Parameter learning and updates in simple word2vec
A lot of materials on word2vec models such as Skipgram and CBOW are available that explain the models really well. This post is just a drop in that ocean trying to clarify some of the details that I found useful in understanding the internals and explaining the models in line with the (almost the same) terminology used in the NLP lectures CS224n.Two other resources that I find very useful are word2vec Parameter Learning Explained and word2vec Explained: deriving Mikolov et al.’s negative-sampling word-embedding method.
A single training example (center-word, outside-word) pair
We first consider the simple case of predicting one outside word (outside word is a different terminology used in the lecture specfying a word in context of the input word) given a center word (the input word), i.e, the case for a single training sample.
As an example, consider the sentence “I love \(\underline{deep}\) learning NLP”. Lets consider window size of 5 and center word “deep”, so that the valid outside words are “I”, “love”, “learning” and “NLP”. So one training sample will constitute the pair, say (“deep”, “NLP”).
The word2vec model in figure below will learn the word embeddings while learning to predict a single outside word given a center word as input.
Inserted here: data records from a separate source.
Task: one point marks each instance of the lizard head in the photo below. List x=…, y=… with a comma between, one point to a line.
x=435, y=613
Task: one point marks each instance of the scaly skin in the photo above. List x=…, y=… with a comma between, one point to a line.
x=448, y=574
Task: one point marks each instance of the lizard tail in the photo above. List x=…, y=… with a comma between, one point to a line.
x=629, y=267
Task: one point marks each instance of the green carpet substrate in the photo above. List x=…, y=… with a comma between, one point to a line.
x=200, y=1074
Let \(\textbf{V} = \{w_1,w_2,...,w_{N_{\textbf{V}}} \}\) be the vocabulary. Here \(N_{\textbf{V}}\) is the number of words in \(\textbf{V}\).
Assume that the input center word occupies index \(c\), i.e, \(w_c\) in \(\textbf{V}\). Also assume that the “correct” output “outside” (context) word occupies index \(o\), i.e, \(w_o\) in \(\textbf{V}\). Let the input word is on-hot encoded as \(\textbf{x} = \{x_1,x_2,...,x_{N_{\textbf{V}}} \}\). Let the dimension of the word embeddings be \(N\). A single training sample constitutes the pair \((w_c,w_o)\) both one-hot encoded.
Model with one center word and one outside word |
---|
The model will learn two vector representations for each word represented by the two matrices \(\textbf{W}\) and \(\hat{\textbf{W}}\).
The matrix \(\textbf{W}\) is the input-to-hidden layer weight matrix, has dimensions \(N \times N_{\textbf{V}}\). Column \(j\) of \(\textbf{W}\) denoted by \(\textbf{v}_j\) is the \(N\) dimensional vector representation of \(j\)th word in the vocabulary (\(w_j\)) when the word is used as center word. So the vector representation of the input word \(w_c\) is the \(c^{th}\) column \(\textbf{v}_c\) of \(\textbf{W}\).
Similary, the matrix \(\hat{\textbf{W}}\) is the hidden-to-output layer weight matrix, and also has dimensions \(N \times N_{\textbf{V}}\). Column \(j\) of \(\hat{\textbf{W}}\) denoted by \(\hat{\textbf{v}}_j\) is the \(N\) dimensional vector representation of \(j^{th}\) word in the vocabulary (\(w_j\)) when the word appears as outside (i.e context word) of another center word.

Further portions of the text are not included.